Remember, too, that the American people are an extremely understanding lot. Fitzgerald got it wrong: There really are second acts in this country. Think Bill Clinton, Marv Albert, Pee-wee Herman. Even The Donald himself, a man who hasn't let repeated bankruptcy dent his own inflated self-image and lust for the limelight. All Martha needs for complete redemption is to show a little humility, a sense of having learned her lesson, to win her way back to the top, some say.

But the real question, says culture watchers, isn't whether Stewart's release from prison and new reality TV show will give her a huge boost of publicity -- it undoubtedly will. The question is will the buzz last for years down the road? And will it put Martha permanently back in her coveted place as pop icon?

It all depends on how she plays things, wagers Syracuse's Thompson. Donald Trump has prospered on The Apprentice simply because he realizes that for the show to work he needs to play a caricature of himself -- ridiculously macho, arbitrary and cut-throat. The Donald on steroids.

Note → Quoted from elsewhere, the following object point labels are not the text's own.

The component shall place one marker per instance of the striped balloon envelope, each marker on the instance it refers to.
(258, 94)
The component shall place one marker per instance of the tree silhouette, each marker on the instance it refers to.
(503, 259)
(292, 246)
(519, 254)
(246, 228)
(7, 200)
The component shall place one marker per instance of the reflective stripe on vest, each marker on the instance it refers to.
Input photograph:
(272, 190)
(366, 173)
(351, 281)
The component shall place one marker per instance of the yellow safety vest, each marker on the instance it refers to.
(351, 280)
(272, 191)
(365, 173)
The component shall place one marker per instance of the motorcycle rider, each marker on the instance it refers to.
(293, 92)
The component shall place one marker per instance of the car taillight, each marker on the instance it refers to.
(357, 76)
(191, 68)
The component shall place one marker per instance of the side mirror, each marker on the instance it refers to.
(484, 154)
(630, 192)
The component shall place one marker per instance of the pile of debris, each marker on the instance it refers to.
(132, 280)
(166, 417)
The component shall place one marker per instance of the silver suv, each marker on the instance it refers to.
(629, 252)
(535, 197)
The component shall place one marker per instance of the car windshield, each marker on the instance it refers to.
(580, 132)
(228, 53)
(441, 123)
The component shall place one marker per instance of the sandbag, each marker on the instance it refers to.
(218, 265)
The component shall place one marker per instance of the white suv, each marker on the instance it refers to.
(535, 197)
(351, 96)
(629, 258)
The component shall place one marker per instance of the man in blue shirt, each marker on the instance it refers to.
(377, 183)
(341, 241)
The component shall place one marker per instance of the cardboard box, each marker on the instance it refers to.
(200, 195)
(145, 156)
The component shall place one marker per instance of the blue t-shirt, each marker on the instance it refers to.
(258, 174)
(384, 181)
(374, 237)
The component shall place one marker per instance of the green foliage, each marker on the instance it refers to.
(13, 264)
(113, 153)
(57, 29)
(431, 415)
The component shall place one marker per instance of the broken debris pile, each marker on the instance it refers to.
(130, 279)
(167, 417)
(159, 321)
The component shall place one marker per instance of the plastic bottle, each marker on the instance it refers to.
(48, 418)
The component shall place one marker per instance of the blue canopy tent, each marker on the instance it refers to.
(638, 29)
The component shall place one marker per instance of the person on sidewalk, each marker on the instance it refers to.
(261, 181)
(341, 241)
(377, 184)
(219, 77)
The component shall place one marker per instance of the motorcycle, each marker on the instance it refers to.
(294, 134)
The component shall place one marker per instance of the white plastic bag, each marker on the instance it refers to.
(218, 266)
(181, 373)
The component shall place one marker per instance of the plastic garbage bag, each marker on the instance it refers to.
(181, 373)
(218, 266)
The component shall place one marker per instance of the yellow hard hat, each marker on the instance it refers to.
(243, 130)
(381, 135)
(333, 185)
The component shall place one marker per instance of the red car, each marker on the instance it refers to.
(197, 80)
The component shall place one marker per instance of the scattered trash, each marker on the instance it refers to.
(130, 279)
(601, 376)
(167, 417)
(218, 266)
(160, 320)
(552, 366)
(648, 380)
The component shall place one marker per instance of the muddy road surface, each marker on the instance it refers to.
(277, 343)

"Martha, it seems, will be much less likely to camp it up the way Donald has been willing to do," he says. "Of course, this could make The Apprentice: Martha Stewart all the more delectable. The only thing funnier than watching a self-consciously goofy person act pompous and self-important is to watch someone who doesn't realize this is all part of a big joke. It's been a long time since I've looked so forward to a new TV series as I look forward to Martha's Apprentice."

Not everyone thinks Martha might be coated in Teflon.

"Yes, she's bouncing back, but she's not bouncing back as the professional corporate brand she was before she went to jail," says Mike Paul, a national reputation management specialist and president of MGP & Associates PR. "She's bouncing back as a reality TV star, and that's a very different thing. People who put on these reality shows don't care how well your brand does. They just want people to watch. Martha is now the Humpty Dumpty who sat on the wall -- she's scrambled eggs. And after 15 minutes of fame, scrambled eggs tend to spoil."


Mario Almonte, a public relations expert in New York, says Stewart can't act short-tempered and overbearing on her new show a la Donald because "our culture still doesn't accept overbearing female bosses." But where's the fun in watching a polite Martha Stewart? Won't half the fun be watching her slice-and-dice her hapless wannabes?